4.2 The Role of Internet-Wide Scanning

Exploit development is only one component of the weaponization pipeline. Attackers also require target identification — knowledge of which organizations are running the vulnerable software and where it is accessible. This capability has been commoditized through internet-wide scanning services including Shodan, Censys, and FOFA, all of which index internet-accessible services continuously and maintain searchable databases of exposed endpoints.

The consequence is that the moment a vulnerability is disclosed for a widely-deployed AI infrastructure component, attackers can query existing scan databases to identify exposed instances at scale. The 300,000+ Ollama instances identified by Runzero [12], the 12,000–15,000 Flowise instances identified by threat researchers prior to CVE-2025-59528 exploitation [15], and the Ray clusters documented by Oligo Security [13] are all examples of publicly accessible scan data that effectively pre-populated the target list for subsequent exploitation campaigns. Organizations do not need to be specifically targeted: exposure to internet-wide scanning means that any instance running vulnerable software becomes part of a target set that is assembled automatically.

4.3 AI as an Offensive Force Multiplier

The OWASP GenAI Exploit Round-up Report for Q1 2026 observes that the period covered — January through April 2026 — demonstrates a clear transition from theoretical risk to operational exploitation across AI infrastructure [18]. This transition reflects not only the maturation of specific AI infrastructure attack techniques but the role of AI tooling in enabling attackers with limited resources to operate at speeds and scales previously beyond their reach.

The HexStrike-AI framework documented by Check Point Research represents the logical endpoint of this trend [6]. A threat actor with access to a commercial LLM and the HexStrike-AI framework can direct a coordinated offensive operation — scanning, vulnerability identification, exploitation, persistence, lateral movement — without deep technical expertise in any individual component. The LLM orchestration layer handles the tactical decision-making; the 150+ specialized agents handle the execution. This architectural pattern transforms AI model access into operational capability in a way that dramatically lowers the barrier to entry for sophisticated attacks against AI infrastructure.

5. Defensive Framework and Recommendations

5.1 Reframing the Vulnerability Management Paradigm

The incidents documented in this paper collectively demonstrate that traditional vulnerability management processes are structurally misaligned with the threat environment facing AI infrastructure. A process designed around a 30-day or 60-day remediation window provides no meaningful protection against vulnerabilities weaponized within hours of disclosure — the class of vulnerability that increasingly characterizes AI infrastructure attacks. Organizations operating AI infrastructure must adopt a materially different operational posture.

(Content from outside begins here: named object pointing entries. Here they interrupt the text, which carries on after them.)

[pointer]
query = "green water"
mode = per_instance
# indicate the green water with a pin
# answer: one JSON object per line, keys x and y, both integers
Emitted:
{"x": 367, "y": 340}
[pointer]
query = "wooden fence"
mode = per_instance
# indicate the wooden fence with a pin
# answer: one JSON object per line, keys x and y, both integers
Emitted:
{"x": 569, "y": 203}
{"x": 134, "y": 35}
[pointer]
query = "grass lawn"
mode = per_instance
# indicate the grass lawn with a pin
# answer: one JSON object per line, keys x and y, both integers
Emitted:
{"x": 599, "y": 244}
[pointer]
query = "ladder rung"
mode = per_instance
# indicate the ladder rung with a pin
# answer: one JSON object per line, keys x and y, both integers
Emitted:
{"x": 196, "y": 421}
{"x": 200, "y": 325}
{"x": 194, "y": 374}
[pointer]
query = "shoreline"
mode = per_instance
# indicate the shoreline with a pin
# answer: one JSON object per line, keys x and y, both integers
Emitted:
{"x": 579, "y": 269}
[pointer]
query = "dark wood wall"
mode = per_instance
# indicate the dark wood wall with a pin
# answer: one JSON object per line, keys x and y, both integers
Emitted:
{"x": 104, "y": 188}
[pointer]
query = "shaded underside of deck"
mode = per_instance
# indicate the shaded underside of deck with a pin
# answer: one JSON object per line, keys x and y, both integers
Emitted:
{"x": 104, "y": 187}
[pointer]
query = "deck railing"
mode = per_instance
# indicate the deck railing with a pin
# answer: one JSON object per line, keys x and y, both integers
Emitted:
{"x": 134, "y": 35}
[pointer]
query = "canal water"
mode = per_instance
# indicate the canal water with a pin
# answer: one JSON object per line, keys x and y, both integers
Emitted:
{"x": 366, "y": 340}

The fundamental shift required is from a scheduled, score-driven model to a continuous, context-driven model. This means continuous monitoring of vulnerability feeds specific to AI infrastructure components, standing procedures for emergency patching that bypass normal change management cycles when exploitation timelines demand it, and compensating controls that can be deployed more quickly than patches when patching is not immediately feasible.

5.2 Network Architecture and Exposure Reduction

The most consistently impactful control across all the incidents examined in this paper would have been the elimination of unnecessary internet exposure. Ollama’s 300,000 exposed instances [12], Flowise’s 12,000–15,000 exposed instances [15], and the Ray clusters identified across multiple exploitation campaigns [13] all represent deployment decisions — or deployment oversights — that created the precondition for exploitation. Controls that address exposure directly are more durable than controls that depend on patch timing.

AI inference servers, orchestration frameworks, and model hosting APIs should not be directly internet-accessible unless there is a specific, reviewed business requirement for public access. Where external access is required, it should be mediated through authenticated API gateways with rate limiting, request inspection, and anomaly detection. Internal-use-only components — Ray dashboards, Ollama APIs serving internal workflows, MLflow experiment tracking servers — should be isolated to internal networks with strict egress controls that prevent them from initiating outbound connections to arbitrary internet destinations, which would reduce the practical utility of SSRF vulnerabilities even when they exist in the deployed software.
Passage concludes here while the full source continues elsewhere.